GIVING to other people is the best way to be a happy person, according to Mount Macedon resident Barbara Heine.
The 64-year-old has been awarded the Medal (OAM) of the Order of Australia for service to the community through her work with hippotherapy - a health service division of the Riding for the Disabled Association - and to children and their families through her personal charity, the Kids and Families Foundation.
A unique approach to rehabilitation, hippotherapy is a treatment provided to children and adults with brain damage by specially trained physiotherapists, occupational therapists and speech-language pathologists using equine movement.
Ms Heine said she was extremely surprised to learn she would receive the medal.
"It's a lovely recognition, but you don't do it for any other reason than it's a passion. I've been involved in philanthropy for a long time and I've always been a volunteer and that's why it's a humbling surprise.
"You don't expect it and when it's so unexpected, you think 'isn't it wonderful that someone noticed'?"
Ms Heine has been involved in hippotherapy for 20 years and been chairwoman of the hippotherapy committee for the Riding for the Disabled Association Australia, now known as RideAbility, since 2003.
She stumbled upon the therapy while living in the US in 1987 and brought it back to Australia in 1994.
"I've been a physio all my life and a horse person all my life," she said. "So it was like God had given me the gift of the perfect job. It was the most natural marriage for me of the two things I love and I love kids. I've seen it result in a wonderfully positive change in a child's ability to function. It didn't exist in Australia before then, so all the physios that practice here now I have trained."
Hippotherapy is available in Western Australia, Queensland and Victoria, but Ms Heine said her goal was to one day have a solid program running in every state. The program is on hold in Victoria as Ms Heine has been battling a rare and aggressive lymphoma for 18 months.
But she continues to work with the Kids and Families Foundation she founded in 2003.
Her personal foundation places a heavy focus on children who have been in foster care. Recipients of funds include Time for Kids Inc, Scope Victoria, Centre for Excellence in Child and Family Welfare scholarships, the Stephanie Alexander Kitchen Garden Foundation, the Macedon Ranges Adventure Playground and Heads Together Camp. "Every penny that goes into it comes from me. It's my money and that's why I decided to be sole director," she said.
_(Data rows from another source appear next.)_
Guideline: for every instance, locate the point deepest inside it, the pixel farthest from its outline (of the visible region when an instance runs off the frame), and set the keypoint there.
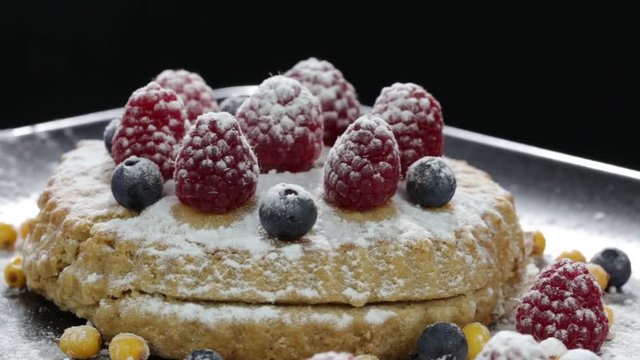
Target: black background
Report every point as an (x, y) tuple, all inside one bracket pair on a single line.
[(565, 78)]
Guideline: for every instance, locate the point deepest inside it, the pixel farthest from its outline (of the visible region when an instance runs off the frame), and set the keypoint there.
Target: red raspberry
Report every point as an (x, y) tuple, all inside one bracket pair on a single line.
[(197, 96), (283, 123), (152, 127), (564, 302), (362, 170), (338, 98), (415, 117), (216, 171)]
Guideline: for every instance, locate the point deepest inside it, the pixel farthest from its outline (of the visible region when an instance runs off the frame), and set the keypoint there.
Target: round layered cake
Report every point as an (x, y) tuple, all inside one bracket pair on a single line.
[(359, 281)]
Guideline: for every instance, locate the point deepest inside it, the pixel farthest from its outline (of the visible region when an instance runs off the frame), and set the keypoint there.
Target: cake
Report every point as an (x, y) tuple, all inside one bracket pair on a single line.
[(365, 280)]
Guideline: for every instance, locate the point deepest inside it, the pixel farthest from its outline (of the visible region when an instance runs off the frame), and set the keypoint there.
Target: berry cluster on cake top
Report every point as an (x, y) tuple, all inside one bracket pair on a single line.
[(172, 126)]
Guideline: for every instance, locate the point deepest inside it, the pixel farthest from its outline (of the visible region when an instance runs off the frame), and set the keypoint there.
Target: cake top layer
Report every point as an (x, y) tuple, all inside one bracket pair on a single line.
[(397, 252), (188, 231)]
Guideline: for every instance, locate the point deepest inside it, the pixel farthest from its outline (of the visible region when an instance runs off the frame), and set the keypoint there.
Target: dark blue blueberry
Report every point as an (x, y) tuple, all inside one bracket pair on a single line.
[(287, 211), (109, 132), (442, 341), (232, 103), (430, 182), (616, 263), (136, 183), (204, 355)]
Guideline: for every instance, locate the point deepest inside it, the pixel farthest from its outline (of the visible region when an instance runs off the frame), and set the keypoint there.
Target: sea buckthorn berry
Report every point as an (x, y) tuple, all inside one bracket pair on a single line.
[(601, 275), (609, 312), (574, 255), (81, 342), (477, 335), (127, 346), (8, 236), (539, 243), (14, 275)]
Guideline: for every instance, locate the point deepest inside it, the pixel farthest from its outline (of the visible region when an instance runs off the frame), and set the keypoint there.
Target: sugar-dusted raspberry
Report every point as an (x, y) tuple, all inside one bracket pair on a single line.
[(283, 123), (338, 98), (152, 126), (216, 171), (564, 302), (197, 96), (416, 119), (362, 170)]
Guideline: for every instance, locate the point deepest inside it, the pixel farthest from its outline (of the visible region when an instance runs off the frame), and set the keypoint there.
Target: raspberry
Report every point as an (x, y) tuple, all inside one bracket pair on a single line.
[(152, 126), (564, 302), (283, 123), (197, 96), (338, 98), (415, 117), (216, 171), (362, 170)]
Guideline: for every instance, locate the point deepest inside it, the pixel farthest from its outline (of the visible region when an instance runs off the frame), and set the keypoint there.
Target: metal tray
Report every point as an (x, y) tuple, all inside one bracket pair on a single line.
[(578, 203)]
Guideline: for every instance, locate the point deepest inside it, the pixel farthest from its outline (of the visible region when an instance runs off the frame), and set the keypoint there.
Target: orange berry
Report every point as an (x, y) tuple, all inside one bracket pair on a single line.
[(601, 275), (477, 335), (14, 275), (127, 346), (539, 243), (81, 342)]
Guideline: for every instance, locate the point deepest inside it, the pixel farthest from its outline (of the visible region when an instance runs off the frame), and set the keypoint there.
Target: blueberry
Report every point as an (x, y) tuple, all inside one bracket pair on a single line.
[(287, 211), (616, 263), (109, 132), (204, 355), (136, 183), (442, 341), (232, 103), (430, 182)]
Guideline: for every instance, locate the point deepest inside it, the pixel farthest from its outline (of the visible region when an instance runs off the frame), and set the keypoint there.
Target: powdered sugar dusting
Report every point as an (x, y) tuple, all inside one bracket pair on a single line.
[(509, 345), (378, 316), (227, 313)]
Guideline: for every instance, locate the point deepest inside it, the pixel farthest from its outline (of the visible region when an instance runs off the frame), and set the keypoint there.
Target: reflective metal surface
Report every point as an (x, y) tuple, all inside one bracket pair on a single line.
[(577, 203)]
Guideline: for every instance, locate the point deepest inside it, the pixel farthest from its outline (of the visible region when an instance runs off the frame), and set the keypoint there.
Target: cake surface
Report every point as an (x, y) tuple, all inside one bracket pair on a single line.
[(364, 282)]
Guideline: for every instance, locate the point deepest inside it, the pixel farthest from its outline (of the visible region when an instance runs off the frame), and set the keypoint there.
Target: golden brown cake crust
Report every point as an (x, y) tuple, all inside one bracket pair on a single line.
[(99, 260)]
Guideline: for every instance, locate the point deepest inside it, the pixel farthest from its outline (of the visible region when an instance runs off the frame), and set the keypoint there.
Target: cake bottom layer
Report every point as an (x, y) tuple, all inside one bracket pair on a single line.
[(241, 331)]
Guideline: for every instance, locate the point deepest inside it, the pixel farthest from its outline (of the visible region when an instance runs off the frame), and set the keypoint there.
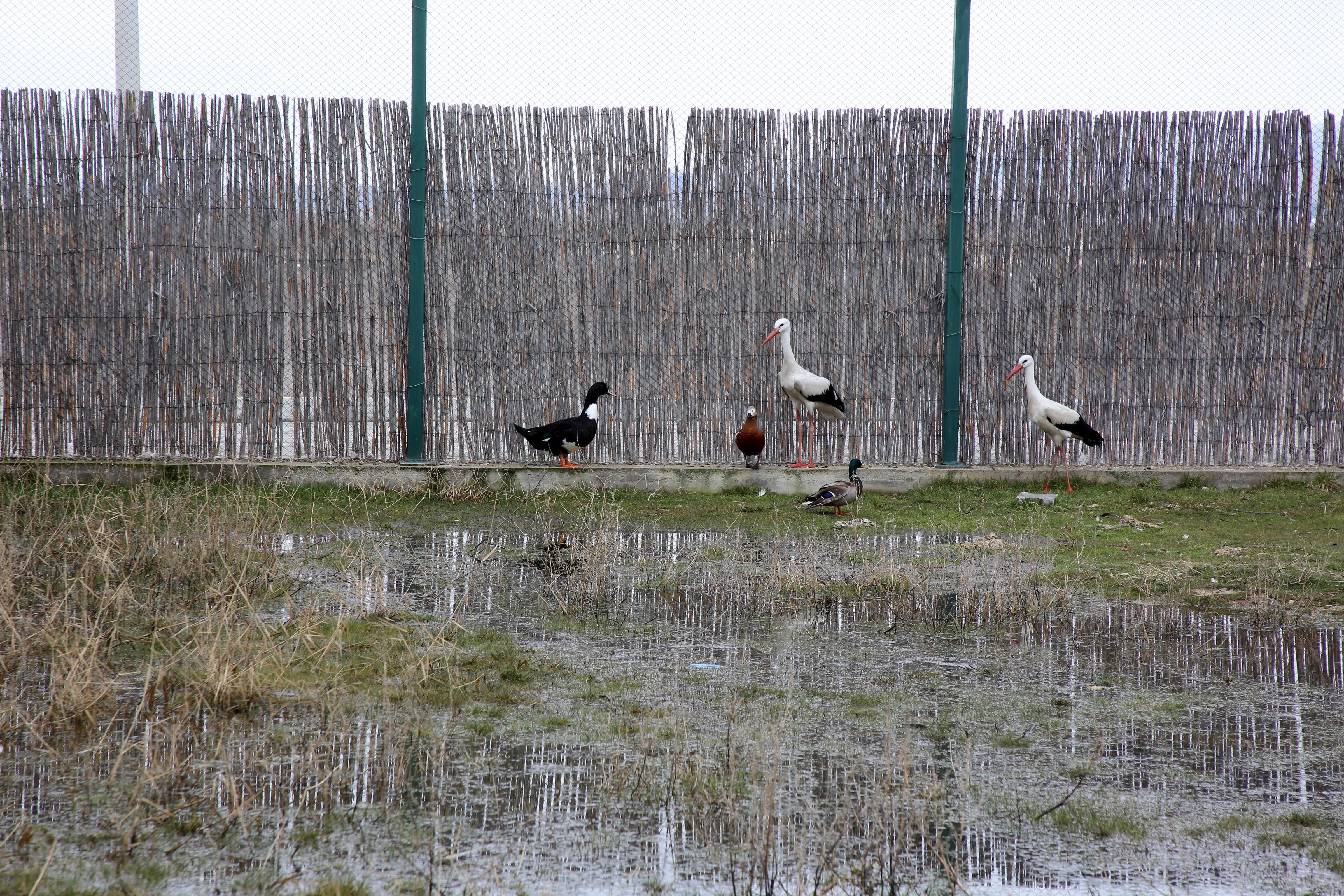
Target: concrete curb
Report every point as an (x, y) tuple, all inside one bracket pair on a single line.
[(393, 477)]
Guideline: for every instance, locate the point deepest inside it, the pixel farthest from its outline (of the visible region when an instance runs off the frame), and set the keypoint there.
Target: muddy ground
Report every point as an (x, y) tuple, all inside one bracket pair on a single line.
[(315, 691)]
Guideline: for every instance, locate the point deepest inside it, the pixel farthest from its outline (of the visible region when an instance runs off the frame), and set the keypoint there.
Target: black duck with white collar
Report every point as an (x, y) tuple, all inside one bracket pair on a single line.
[(570, 435)]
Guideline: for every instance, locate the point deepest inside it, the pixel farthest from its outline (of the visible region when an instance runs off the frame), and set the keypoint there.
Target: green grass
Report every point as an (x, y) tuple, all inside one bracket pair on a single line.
[(1288, 534), (1085, 817)]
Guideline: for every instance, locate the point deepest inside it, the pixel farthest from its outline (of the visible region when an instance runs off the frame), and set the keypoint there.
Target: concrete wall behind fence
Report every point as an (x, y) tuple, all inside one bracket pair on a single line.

"It's lovely because I can make it very personal and that's how I want to keep it. It's not the big sums of money that make the difference, it's directing them to the right place."
With the support of her three children, Peta, Kate and Marc, Ms Heine said she hoped for remission from her illness so she could become more involved in her passions once again.
"This award is so amazing because most people don't know I do this.
"It's very special and it's come at a very unspecial time in my life and that's nice too."